Bersimbah Darah Melawan Sekutu demi Pertahankan Gedung Sate pada 1945

Tujuh pemuda meregang nyawa karena berusaha untuk mempertahankan Gedung Sate dari serbuan tentara Gurkha pada 3 Desember 1945,

oleh Rinaldo diperbarui 03 Des 2019, 08:01 WIB
Gedung Sate (sumber: Merdeka)

Liputan6.com, Jakarta Gedung Sate menjadi salah satu destinasi wisata yang wajib dikunjungi ketika bertandang ke Bandung. Apalagi, gedung ini juga menyimpan cerita duka akan sejarah perjuangan bangsa dalam mempertahankan kemerdekaan.

Pada Senin, 3 Desember 1945, terjadi tragedi memilukan di gedung bersejarah ini. Nyawa tujuh orang pemuda melayang karena berusaha untuk mempertahankan Gedung Sate dari serbuan tentara Gurkha yang ditunggangi tentara Inggris dan Belanda.

Tentara Gurkha merupakan orang-orang dari Nepal yang terkenal akan keberanian dan kekuatan fisiknya dalam berperang menggunakan pisau khas mereka, yaitu kukri. Akibat dari Perjanjian Damai yang dinamakan Perjanjian Sugauli pada 1816, tentara Gurkha kemudian menjadi tentara kontrak yang melayani Perusahaan Hindia Timur Britania.

Pada tahun 1945, setelah Proklamasi Kemerdekaan pada 17 Agustus, bangsa Indonesia mengalami suasana euforia. Di tengah suasana sukacita tersebut, Belanda ternyata belum bisa menerima kenyataan diusir dari Indonesia. Bersama Inggris, Belanda menghimpun kekuatan untuk dapat merebut sejumlah aset, salah satunya adalah Gedung Sate.

Pertempuran pecah pada 3 Desember selama hampir 2 jam yang mengakibatkan sejumlah orang tewas. Meskipun berhasil mempertahankan Gedung Sate, pejuang kita harus kehilangan nyawa tujuh orang pemuda. Lima jenazah ditemukan, sementara dua jenazah lagi tidak ditemukan.
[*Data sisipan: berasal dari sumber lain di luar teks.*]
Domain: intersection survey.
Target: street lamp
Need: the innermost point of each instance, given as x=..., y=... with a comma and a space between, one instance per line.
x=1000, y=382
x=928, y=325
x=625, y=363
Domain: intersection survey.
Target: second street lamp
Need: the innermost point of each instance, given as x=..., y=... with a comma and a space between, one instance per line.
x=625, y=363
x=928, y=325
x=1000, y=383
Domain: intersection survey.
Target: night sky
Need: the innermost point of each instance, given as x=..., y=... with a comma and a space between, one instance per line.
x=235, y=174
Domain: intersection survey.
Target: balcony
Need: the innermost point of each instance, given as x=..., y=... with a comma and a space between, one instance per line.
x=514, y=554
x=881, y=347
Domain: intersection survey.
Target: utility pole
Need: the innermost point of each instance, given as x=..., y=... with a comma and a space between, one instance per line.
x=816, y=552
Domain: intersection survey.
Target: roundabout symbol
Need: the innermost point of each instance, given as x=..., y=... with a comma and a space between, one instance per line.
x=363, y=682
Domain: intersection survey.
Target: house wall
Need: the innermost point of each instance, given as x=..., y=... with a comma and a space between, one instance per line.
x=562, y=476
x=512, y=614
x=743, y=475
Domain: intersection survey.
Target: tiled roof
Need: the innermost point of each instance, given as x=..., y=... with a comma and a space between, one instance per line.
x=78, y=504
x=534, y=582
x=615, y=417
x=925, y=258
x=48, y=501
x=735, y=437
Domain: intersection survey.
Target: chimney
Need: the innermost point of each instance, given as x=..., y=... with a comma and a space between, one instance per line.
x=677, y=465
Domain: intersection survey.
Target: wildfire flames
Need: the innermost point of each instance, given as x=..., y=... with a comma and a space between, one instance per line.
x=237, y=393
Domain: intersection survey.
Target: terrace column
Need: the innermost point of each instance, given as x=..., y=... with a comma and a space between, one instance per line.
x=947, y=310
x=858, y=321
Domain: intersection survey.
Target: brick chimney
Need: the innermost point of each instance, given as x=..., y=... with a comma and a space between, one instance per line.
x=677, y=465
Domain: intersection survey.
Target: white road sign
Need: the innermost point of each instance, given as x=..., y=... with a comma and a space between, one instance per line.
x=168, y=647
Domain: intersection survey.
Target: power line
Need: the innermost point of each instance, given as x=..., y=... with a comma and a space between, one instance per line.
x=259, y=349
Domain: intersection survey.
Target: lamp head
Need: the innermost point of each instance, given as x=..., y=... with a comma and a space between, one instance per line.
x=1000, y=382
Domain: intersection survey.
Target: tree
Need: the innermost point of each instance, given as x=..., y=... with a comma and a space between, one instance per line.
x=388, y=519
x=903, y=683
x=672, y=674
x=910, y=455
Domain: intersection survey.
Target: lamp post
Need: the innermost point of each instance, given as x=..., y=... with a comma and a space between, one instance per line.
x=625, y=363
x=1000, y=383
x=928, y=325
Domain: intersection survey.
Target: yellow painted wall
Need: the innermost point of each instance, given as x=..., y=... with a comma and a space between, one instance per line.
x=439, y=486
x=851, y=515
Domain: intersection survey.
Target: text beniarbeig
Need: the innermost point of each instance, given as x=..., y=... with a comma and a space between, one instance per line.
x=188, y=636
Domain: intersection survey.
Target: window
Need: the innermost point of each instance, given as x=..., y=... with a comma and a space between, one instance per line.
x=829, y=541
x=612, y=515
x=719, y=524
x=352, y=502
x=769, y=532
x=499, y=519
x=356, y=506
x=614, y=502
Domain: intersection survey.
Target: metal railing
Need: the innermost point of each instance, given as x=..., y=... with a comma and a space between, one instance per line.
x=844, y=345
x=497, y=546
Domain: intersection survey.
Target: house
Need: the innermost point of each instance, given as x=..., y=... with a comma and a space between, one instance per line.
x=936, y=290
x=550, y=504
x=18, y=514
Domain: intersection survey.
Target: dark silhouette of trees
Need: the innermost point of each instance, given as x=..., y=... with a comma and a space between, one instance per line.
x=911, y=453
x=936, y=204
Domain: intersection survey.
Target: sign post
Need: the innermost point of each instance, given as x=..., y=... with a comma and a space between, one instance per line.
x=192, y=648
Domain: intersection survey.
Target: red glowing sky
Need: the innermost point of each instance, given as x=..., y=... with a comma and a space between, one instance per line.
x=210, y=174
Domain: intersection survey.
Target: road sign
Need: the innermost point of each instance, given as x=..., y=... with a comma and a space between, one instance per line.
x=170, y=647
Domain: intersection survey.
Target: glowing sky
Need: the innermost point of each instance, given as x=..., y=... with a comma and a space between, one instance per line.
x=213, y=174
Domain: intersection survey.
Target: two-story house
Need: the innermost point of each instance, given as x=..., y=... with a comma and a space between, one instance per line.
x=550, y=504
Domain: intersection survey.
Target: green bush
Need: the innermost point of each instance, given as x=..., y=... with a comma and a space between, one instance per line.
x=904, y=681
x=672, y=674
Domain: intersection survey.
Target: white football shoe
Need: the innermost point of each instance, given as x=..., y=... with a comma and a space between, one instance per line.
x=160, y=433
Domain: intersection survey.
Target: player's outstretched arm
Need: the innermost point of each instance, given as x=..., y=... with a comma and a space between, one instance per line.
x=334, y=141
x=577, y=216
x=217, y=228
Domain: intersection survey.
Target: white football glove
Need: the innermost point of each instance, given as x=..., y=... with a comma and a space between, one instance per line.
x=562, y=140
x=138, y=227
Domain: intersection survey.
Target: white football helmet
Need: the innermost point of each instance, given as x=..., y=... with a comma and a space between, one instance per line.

Lima orang pemuda yang jasadnya ditemukan pada peristiwa mempertahankan Gedung Sate tersebut bernama Muchtarudin, Suhodo, Susilo, dan dua lagi tidak diketahui namanya. Sementara itu dua orang yang tidak ditemukan jenazahnya diyakini bernama Rana dan Rengat.

Untuk mengenang peristiwa tersebut, dibuatlah sebuah prasasti pada 31 Agustus 1952 sebagai bentuk penghormatan kepada tujuh orang pemuda tersebut. Awalnya prasasti berbentuk batu itu terletak di halaman belakang Gedung Sate.

Kemudian, pada 3 Desember 1970, prasasti tersebut dipindahkan ke halaman depan Gedung Sate atas perintah Menteri Pekerjaan Umum saat itu. Posisinya tepat berada sejajar dengan pintu masuk dengan dikelilingi taman dan air mancur.